What sits inside the card
A few features make the VPC more than a symbolic gesture:
- Ownership details: your name, flat number, floor, and carpet area
- The land share: the specific, calculated proportion of the plot attributable to your flat
- Encumbrances: any loan or charge against the property, so the card doubles as a live financial fingerprint of the flat
- A QR-coded digital signature: meant to make the document tamper-resistant, closing the door on the kind of forged paperwork that has fuelled property fraud for decades
Crucially, the VPC doesn’t replace your sale deed or your share certificate from the cooperative housing society. Those remain your primary proof of purchase. What the card does is far narrower and, in a way, more foundational: it stitches your existing ownership into the state’s land registry, the document that courts, banks, and revenue officers actually treat as the ground truth.
The legal architecture behind it
This isn’t a circular or a notification quietly slipped out — it involves amending the Maharashtra Land Revenue Code, 1966, the statute that governs how land records are maintained in the state.
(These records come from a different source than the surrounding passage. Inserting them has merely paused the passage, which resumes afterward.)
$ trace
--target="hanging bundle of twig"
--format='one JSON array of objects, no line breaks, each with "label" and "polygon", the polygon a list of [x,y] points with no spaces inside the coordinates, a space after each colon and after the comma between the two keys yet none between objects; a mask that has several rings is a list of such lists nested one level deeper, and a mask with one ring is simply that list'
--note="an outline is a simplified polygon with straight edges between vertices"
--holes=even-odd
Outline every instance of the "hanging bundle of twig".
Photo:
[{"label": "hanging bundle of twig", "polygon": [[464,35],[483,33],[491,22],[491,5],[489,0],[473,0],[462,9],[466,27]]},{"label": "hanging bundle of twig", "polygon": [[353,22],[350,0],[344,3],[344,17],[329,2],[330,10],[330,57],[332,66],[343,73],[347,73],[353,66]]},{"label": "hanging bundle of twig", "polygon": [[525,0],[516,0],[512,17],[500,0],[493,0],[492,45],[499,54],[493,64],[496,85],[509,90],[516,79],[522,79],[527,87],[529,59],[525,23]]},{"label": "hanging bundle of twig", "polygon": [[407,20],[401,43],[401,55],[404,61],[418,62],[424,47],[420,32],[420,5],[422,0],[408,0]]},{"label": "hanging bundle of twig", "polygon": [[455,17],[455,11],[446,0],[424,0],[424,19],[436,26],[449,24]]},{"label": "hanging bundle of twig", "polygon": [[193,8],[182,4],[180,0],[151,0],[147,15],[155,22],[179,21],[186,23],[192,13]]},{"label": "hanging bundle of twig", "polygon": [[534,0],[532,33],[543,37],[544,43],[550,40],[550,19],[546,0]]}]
An eight-member committee has been tasked with drafting the formal Vertical Property Rules under this amendment, which is the kind of detail that tells you this reform is meant to have teeth, not just good intentions.
For cooperative housing societies, the VPC layers onto an existing legal structure rather than disrupting it. Under the Maharashtra Cooperative Societies Act, 1960, members already hold an implied equal share in the society’s land, the VPC simply converts that implied share into a numbered, documented, individually held right. Redevelopment votes, majority requirements, and the society’s internal governance stay exactly as they were.
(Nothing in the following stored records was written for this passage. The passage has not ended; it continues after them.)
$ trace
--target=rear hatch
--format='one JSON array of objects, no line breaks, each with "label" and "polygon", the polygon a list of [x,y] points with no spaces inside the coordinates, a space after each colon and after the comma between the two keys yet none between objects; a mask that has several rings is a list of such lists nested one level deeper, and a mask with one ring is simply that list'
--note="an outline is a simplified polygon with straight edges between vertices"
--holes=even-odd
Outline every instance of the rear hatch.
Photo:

There’s also a leasehold wrinkle worth knowing. In places like Navi Mumbai, where large tracts sit on CIDCO-allotted land under 60- or 99-year leases, the VPC records your ownership within that lease structure, it doesn’t quietly convert leasehold into freehold, so don’t expect it to solve that particular headache.
Who gets one, and when
The rollout is staggered, and the dates matter if you’re advising a client or tracking your own paperwork:
New flats: From January 1, 2026, every flat registered under a MahaRERA-registered project receives a VPC automatically, as part of the standard registration package. The builder initiates it with no separate application needed.
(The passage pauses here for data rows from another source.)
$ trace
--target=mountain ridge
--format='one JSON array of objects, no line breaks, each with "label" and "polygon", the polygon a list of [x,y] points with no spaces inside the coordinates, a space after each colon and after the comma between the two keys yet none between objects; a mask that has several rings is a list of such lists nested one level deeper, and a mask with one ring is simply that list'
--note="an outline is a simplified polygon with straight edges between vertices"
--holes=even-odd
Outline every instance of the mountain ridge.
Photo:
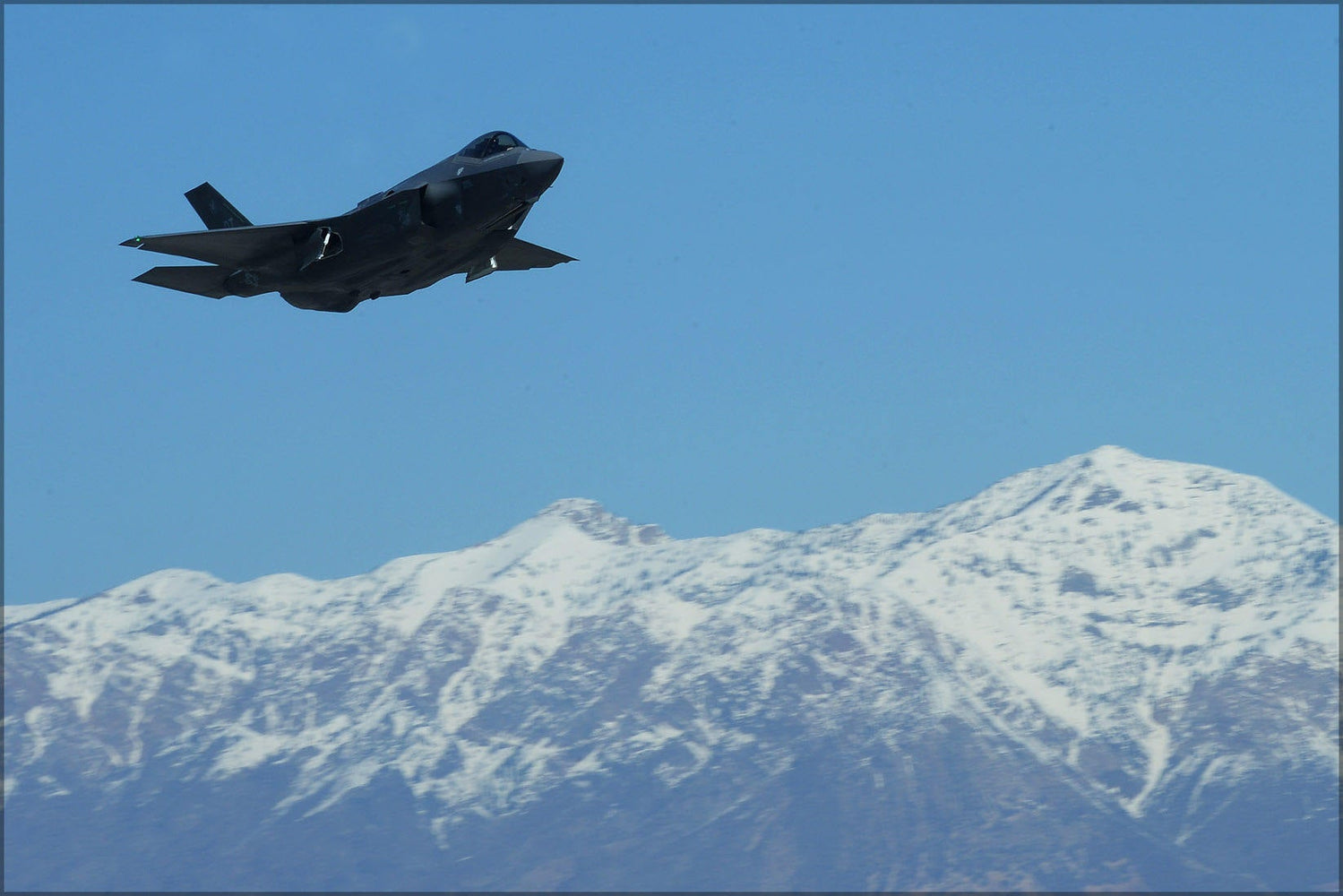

Existing flats: Owners in buildings that predate this system have a window to apply through their housing society, at a fee of ₹500 per flat, until December 2027. The government has also waived the roughly ₹8,000 measurement cost per property under a parallel initiative, which is a meaningful concession for societies operating on thin budgets.
Miss the December 2027 deadline, and you’re not stripped of your flat but you stay outside a record system that is quickly becoming the default language banks, buyers, and revenue officers speak to each other in.
Why is this important
It’s tempting to file this under bureaucratic housekeeping. It isn’t. Land title in India has always been a strange, layered thing: presumptive rather than guaranteed, built on a stack of sale deeds and registration entries rather than one clean, government-certified truth. The VPC doesn’t fix that problem for India. But for apartment owners in Maharashtra specifically, it closes one of the more absurd gaps in that stack: the fact that you could hold full legal title to your home and still be a ghost in the land record beneath it.
If it works: if the mapping is accurate, if societies actually apply before the 2027 deadline, if the QR-coded verification holds up against India’s long, inventive history of paper fraud, Maharashtra will have quietly solved a problem most other Indian states haven’t even acknowledged yet. Given how many people in this country now live stacked on top of each other rather than beside each other, that’s not a small thing.